Hoje foi um dia desgastante.
De manhã cedo, despertador. Aula. "Saco", foi a primeira coisa que pensei. (Como começar um dia assim? Você deve estar se perguntando. Mas foi automático, sem pensar, juro). Banho (aí sim posso dizer que acordei de verdade). Frio. Choveu ontem à noite. "Saco, deixei minha bolsa bem embaixo da goteira d'água". Carão da minha mãe por ter esquecido a bolsa embaixo da goteira. - Quantas vezes eu já não disse, Gabriella, que é para guardar as coisas quando chega do colégio? Está tudo encharcado. - Estava mesmo. "Saco", a única coisa que me veio a cabeça quando vi a situação deplorável em que estavam meus cadernos. Sem cadernos hoje. Aliás, nem usava tanto assim mesmo. - Tem tudo na apostila - É o que a gente seeeempre escuta dos professores.

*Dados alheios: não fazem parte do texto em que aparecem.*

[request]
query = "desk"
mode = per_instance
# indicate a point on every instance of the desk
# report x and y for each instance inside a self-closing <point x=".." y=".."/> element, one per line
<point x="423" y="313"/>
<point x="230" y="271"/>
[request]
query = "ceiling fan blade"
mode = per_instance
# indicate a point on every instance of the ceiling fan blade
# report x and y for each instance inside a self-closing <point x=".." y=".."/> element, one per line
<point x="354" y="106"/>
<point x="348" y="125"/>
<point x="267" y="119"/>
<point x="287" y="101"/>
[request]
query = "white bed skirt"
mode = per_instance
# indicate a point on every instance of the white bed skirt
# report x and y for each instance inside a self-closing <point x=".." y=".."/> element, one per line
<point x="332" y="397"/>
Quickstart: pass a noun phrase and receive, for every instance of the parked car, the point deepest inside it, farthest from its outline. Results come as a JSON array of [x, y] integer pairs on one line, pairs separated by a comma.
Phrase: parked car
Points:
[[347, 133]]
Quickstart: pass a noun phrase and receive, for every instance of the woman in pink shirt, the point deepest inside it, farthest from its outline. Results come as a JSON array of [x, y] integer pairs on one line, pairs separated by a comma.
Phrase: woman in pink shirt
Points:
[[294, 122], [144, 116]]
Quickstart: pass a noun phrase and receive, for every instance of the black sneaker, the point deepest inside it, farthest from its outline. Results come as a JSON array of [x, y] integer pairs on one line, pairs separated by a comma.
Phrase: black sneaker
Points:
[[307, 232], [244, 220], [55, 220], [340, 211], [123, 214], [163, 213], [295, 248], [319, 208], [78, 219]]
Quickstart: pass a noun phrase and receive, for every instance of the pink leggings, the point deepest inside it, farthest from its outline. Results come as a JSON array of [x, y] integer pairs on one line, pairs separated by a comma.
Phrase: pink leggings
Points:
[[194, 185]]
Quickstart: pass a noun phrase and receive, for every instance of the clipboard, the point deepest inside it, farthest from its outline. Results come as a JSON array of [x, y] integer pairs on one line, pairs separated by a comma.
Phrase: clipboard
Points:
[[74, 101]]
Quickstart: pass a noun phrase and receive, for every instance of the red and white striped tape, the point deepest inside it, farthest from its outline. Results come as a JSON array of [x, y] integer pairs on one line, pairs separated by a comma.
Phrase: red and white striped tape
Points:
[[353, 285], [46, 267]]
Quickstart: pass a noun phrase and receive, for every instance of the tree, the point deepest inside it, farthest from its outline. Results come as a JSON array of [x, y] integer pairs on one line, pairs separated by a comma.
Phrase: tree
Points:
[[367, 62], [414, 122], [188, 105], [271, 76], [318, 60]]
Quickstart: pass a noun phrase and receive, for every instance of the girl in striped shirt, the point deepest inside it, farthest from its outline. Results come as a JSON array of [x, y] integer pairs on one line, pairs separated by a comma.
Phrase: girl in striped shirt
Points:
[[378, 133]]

Aula de matemática, aula de matemática, aula de química. "Saco, não estou entendendo nada". Intervalo. Blábláblá, fofoca, blábláblá, festa. Aula de história. Quer dizer: "aula" de história. "Saco esse professor que nunca dá matéria!". Aula de geografia. Corredor, discurssão. "Saco, não estou pra conversas emocionais hoje". Sentimentalismo, choro. Cara feia, decepção. Sapos entrevados na garganta.
Mamãe, casa. "Até que enfim". Comida, computador, cama. Sem direito a sonhos. "Saco, não tem nada que preste na televisão". Pastel, TV, família, revista, esmalte, unha. Livro. (Os Incas, volume 1 - A Princesa do Sol). Acabou a novela. Mamãe foi lá embaixo. Silêncio. Computador. "Olha, ele tá online". Blog.
Peso na consciência. "Saco, nem estudei hoje".
Já comentei que não gosto muito de sábados?